Com “Roots” e “Peace Garden” há um trio nuclear em palco, de volta aos temas do último longa-duração. E as frases desse piano ainda a ecoar na dosimetria das palavras escolhidas para esta crónica. E um trio que possibilitou escutar quase um piano solo nesse jardim pacificador. Calderazzo mostrou-se menos implicado na orgânica do trio que Dankworth, que esteve bem mais ligado e sustentando o tempo dos Rahman. Com o irmão de volta, e ao clarinete, para uma abordagem quase derradeira ao concerto, numa “Conversation With Nellie” do álbum Kindred Spirits e um empolgante e exploratório “Red Squirrel” que abre esse Dreamland de 2016. 
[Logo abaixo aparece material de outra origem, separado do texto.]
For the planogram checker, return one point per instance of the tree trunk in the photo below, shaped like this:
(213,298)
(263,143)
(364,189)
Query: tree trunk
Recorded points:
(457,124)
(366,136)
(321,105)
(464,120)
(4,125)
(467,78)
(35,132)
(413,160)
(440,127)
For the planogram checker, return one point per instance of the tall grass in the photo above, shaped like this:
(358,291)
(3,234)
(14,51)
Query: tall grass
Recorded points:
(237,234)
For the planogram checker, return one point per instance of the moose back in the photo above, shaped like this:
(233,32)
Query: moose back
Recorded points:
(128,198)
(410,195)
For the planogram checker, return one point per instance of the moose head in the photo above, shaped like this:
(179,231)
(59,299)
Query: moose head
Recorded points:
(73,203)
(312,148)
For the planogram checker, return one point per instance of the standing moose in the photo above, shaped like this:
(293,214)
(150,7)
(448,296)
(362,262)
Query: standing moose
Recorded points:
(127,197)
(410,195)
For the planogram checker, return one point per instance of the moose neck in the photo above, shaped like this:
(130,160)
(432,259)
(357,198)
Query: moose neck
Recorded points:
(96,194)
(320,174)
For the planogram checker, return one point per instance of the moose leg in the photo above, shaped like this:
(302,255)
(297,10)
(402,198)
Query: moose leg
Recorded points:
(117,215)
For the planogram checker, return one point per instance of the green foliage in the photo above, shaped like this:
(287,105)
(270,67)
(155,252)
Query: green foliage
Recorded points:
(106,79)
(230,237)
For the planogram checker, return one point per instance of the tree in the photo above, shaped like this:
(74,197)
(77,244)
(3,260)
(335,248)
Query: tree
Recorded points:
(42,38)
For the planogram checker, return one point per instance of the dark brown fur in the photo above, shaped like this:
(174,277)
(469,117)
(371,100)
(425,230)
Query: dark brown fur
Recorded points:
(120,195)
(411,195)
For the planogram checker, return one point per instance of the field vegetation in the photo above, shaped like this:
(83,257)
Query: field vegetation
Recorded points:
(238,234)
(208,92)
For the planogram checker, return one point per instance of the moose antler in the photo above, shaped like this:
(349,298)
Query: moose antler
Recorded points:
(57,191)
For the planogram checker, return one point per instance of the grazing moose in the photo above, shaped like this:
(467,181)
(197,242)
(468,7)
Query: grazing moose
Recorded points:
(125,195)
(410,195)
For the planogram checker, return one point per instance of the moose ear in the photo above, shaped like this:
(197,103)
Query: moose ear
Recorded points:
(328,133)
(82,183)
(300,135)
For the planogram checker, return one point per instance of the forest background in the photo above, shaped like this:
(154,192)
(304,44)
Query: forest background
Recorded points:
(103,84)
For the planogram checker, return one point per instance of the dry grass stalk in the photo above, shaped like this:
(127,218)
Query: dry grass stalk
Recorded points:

O final foi como uma mensagem para levar para casa. Como bem fazem os bons comunicadores, os irmãos Rahman e cúmplices, sem verdadeiramente saírem de cena, votaram para emanar mais perfume ancestral do Bangladesh. Uma música evocativa, e de sabor a perseverança e resistência —  explicitamente dedicada ao Povo da Palestina. Um dos temas preferidos do pai Rahman, tocada com grande alma, como o que nos resta também.